The masseuse spends months training to ply the trade, makes a good living out of it and brings real, long lasting therapy to a client. A client receives therapy in this context and finds that their mood is lifted, their stress dispersed. We could agree that physical ailments are not the only or even the main cause for consultation. Pleasure is the main cause. Human contact is the main cause for consultation. And so it is with prostitution. In the case of the massage, it is the human contact and only the human contact which can alleviate the stress and anxiety causing us to seek help. Only the physicality of human touch and the empathy it embodies can help to quell the anger which settled in to rest in our bodies after we thought only to invite them for a moment. Anger is a big reason for consultation with a massage therapist. It may be a reason for consulting with a prostitute as well. I don't know but i think prostitution is more about sadness and despair. Anger though will tense up your muscles, clench your jaw and change the look of your face. If you are angry enough, often enough, your appearance will be that of an angry person even when you may not be angry in a given moment. It can settle in and damage your immune system. It can rewire your brain. In a sense it is not the anger of others for which we should be affraid but our own anger. This is not a post about anger. The massage sinks in, redistributes the body memories, drawing attention to some places where some things happened, while taking attention and memory away from other places. Massage is a re-boot on your system. You don't come out of there feeling rested, you come out of there feeling re-born. I am pretty sure that massage could prove as effective a medical intervention as most currently accepted mainstream interventions including medication and emdr for stress relief or depression. But as you know, this is just theory based on personal experience rather than any scientific data. Intersubjectively, I am pretty sure everyone who has had a massage will agree that any stress they may have been feeling prior to the experience was substantially alleviated.

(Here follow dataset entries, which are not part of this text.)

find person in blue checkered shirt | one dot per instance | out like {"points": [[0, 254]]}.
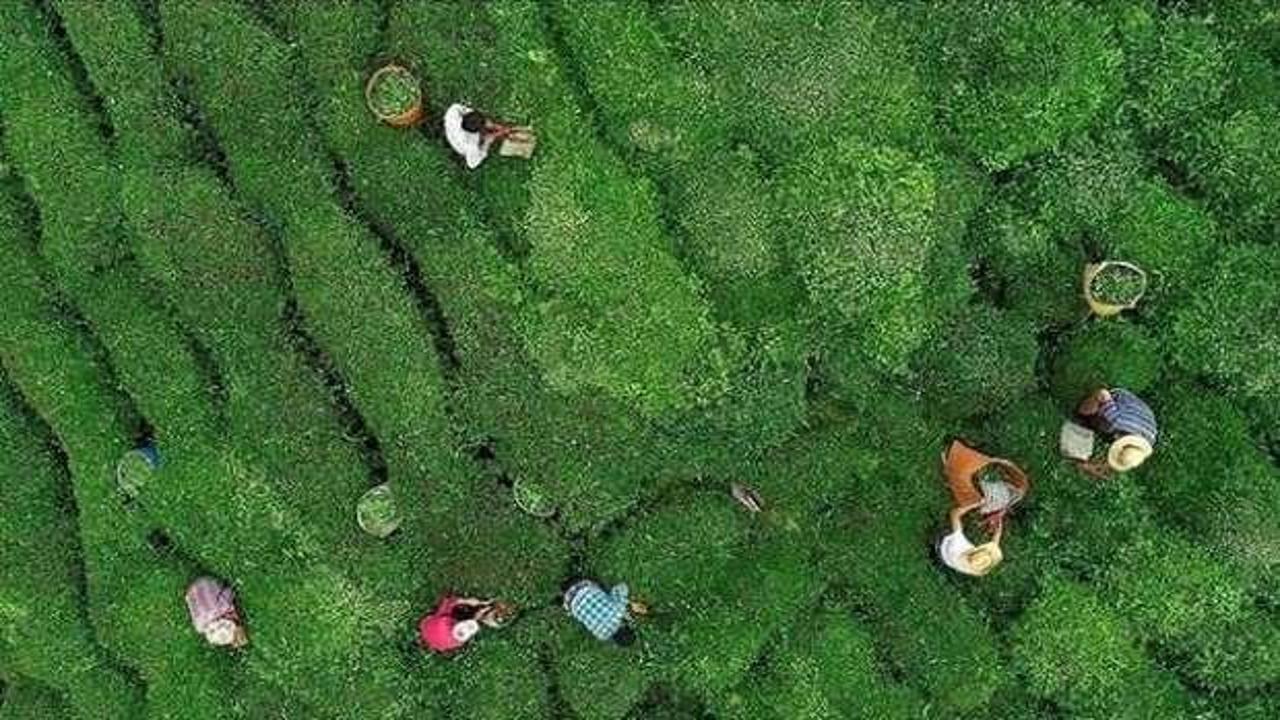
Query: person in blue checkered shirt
{"points": [[1130, 424], [603, 614]]}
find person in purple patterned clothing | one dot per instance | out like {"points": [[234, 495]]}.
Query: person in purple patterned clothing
{"points": [[214, 615]]}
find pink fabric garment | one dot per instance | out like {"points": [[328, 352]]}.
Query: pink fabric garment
{"points": [[435, 630], [209, 601]]}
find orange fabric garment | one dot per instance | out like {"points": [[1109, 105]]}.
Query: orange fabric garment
{"points": [[961, 464]]}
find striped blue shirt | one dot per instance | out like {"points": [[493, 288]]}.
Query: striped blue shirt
{"points": [[1128, 415], [600, 613]]}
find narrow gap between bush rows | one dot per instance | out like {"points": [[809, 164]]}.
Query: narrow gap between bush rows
{"points": [[355, 428], [78, 73], [50, 443]]}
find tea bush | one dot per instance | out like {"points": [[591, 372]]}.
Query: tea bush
{"points": [[791, 246], [1105, 354], [864, 256], [826, 668], [42, 629], [1020, 77], [1228, 328], [1077, 652]]}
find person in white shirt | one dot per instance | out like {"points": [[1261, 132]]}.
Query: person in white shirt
{"points": [[471, 135], [958, 552]]}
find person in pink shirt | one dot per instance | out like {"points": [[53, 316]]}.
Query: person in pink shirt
{"points": [[211, 606], [455, 621]]}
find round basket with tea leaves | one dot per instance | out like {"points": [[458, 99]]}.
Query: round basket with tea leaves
{"points": [[394, 96], [533, 499], [376, 513]]}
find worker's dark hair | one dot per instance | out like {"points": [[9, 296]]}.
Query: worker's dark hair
{"points": [[472, 122], [464, 611], [625, 637]]}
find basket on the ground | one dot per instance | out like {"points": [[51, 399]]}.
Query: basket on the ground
{"points": [[376, 513], [394, 96], [531, 497], [1114, 286]]}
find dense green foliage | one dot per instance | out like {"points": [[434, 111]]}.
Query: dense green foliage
{"points": [[791, 245]]}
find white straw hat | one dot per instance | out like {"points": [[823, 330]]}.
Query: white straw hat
{"points": [[465, 630], [220, 632]]}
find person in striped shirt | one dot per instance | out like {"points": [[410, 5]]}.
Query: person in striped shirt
{"points": [[1129, 423], [211, 606], [603, 614]]}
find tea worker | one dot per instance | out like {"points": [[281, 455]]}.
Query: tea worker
{"points": [[958, 551], [1128, 422], [603, 614], [211, 606], [455, 621], [471, 133]]}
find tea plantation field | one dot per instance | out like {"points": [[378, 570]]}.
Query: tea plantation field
{"points": [[790, 245]]}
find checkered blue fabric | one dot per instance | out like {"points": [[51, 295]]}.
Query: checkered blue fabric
{"points": [[1127, 414], [600, 613]]}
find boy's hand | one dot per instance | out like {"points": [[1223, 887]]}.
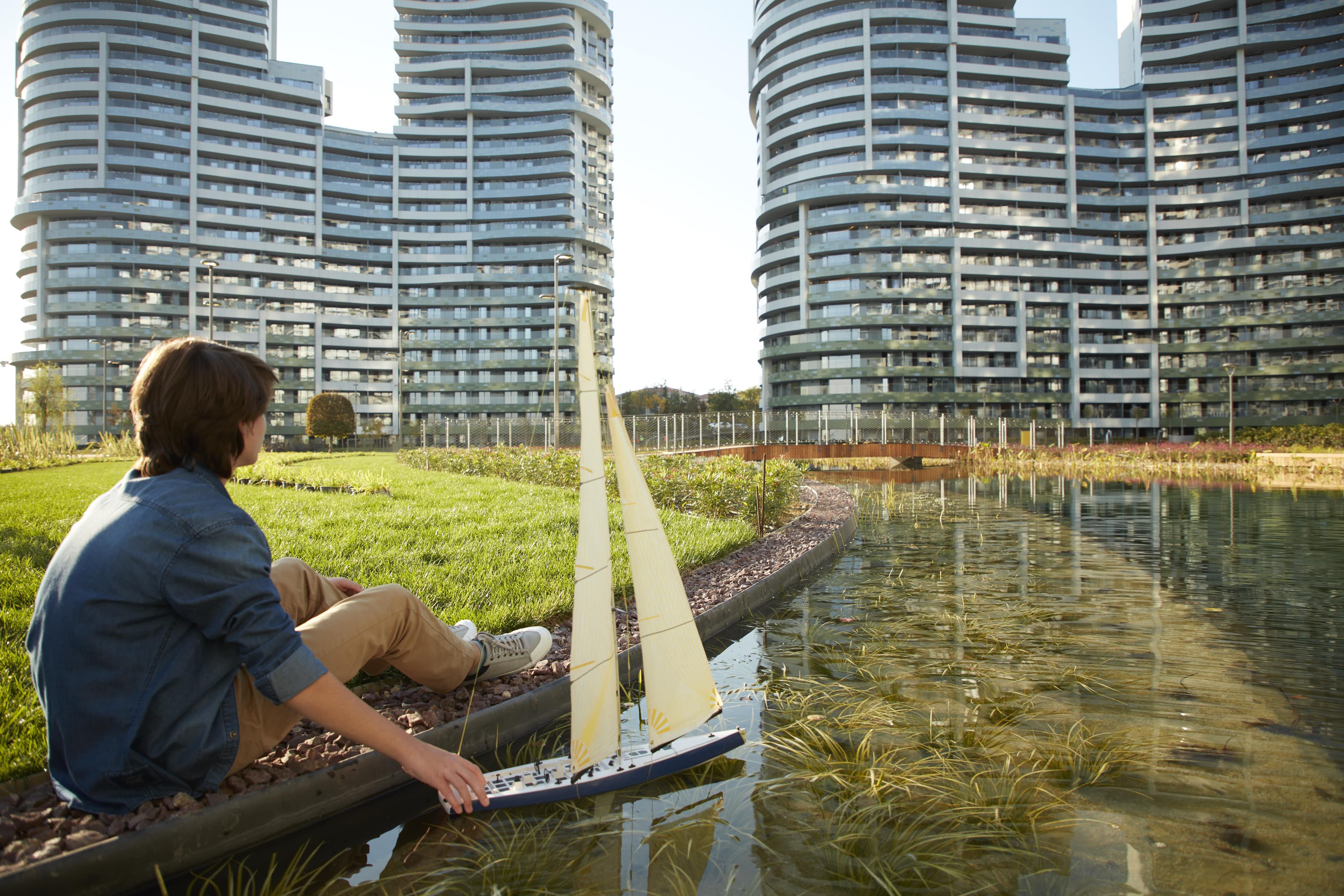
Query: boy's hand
{"points": [[455, 778], [330, 704], [346, 585]]}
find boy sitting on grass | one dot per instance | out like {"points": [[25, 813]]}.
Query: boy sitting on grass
{"points": [[167, 649]]}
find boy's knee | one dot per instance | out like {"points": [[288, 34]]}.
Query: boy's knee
{"points": [[290, 569]]}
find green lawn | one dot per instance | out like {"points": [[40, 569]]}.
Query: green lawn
{"points": [[499, 553]]}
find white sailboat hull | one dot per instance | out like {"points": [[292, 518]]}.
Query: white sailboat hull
{"points": [[550, 781]]}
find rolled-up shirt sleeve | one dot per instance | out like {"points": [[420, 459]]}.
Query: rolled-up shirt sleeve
{"points": [[221, 582]]}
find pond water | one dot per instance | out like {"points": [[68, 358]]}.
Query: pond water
{"points": [[1005, 686]]}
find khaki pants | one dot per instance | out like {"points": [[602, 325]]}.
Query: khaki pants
{"points": [[373, 631]]}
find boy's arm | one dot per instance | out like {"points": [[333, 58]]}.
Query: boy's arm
{"points": [[333, 706]]}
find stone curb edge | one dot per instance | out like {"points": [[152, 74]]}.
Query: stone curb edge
{"points": [[128, 862]]}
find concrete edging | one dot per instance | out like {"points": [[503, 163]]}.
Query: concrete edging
{"points": [[179, 844]]}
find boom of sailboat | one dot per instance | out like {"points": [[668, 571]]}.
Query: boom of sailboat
{"points": [[679, 688]]}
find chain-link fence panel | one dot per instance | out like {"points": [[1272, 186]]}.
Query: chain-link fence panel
{"points": [[729, 429]]}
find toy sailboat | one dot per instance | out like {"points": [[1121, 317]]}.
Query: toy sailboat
{"points": [[681, 691]]}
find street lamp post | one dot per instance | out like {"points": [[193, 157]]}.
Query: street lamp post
{"points": [[556, 350], [553, 367], [210, 264], [104, 343]]}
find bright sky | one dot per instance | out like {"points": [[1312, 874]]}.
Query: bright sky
{"points": [[686, 190]]}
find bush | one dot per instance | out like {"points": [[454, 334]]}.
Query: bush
{"points": [[330, 417], [718, 488]]}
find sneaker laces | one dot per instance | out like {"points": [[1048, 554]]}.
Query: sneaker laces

When it comes to prostitution, there is no therapy. No creation of new understanding. No evolution but merely a temporary alleviation of desire. It is not even the real desire either. It is just an alleviation of the illusion of a desire which comes to sit upon the true desire for human connection. It manifests itself as a sexual connection because the desire for intimacy becomes confused by a number of confounding factors including sex instincts, the socialization of masculine roles and stunted self esteem. So the poor client of prostitution is usually left at the end of the transation feeling more bare than he was to begin with. More empty, more worthless. The alleviation of the desire for intimacy is only effective in the process of the transaction and fades mere moments afterwards. Just like a cigarette really. The illusion of a craving placed on top of a genuine human need for happiness and satisfaction. This is by the way the main tactic of advertising which seeks to piggy-back a product on top of a desire which itself sits on top of a fundamental need. A brutal game really consisting of divesting humanity of its very soul. Right, so back to the spa for a second. Relaxing music, the scent of lavender and lemon grass. Dimly lit candle light carressing the walls adjoining infinitely recessed ceilings of a thick pulpy blackness...are you with me?

Then I thought, it does seem strange then that we should pay for something so natural and so abundant in our world as human contact whether it be in the form of sex or a straight forward massage. For that matter, it is strange that we should pay for education, psychotherapy, police, healthcare or any other social service which we have in such abundance. After all, these are the only gifts we have to give one another. If we charge money for those things then the only kinds of gifts remaining will be those left under the christmas tree and who wants that garbarge?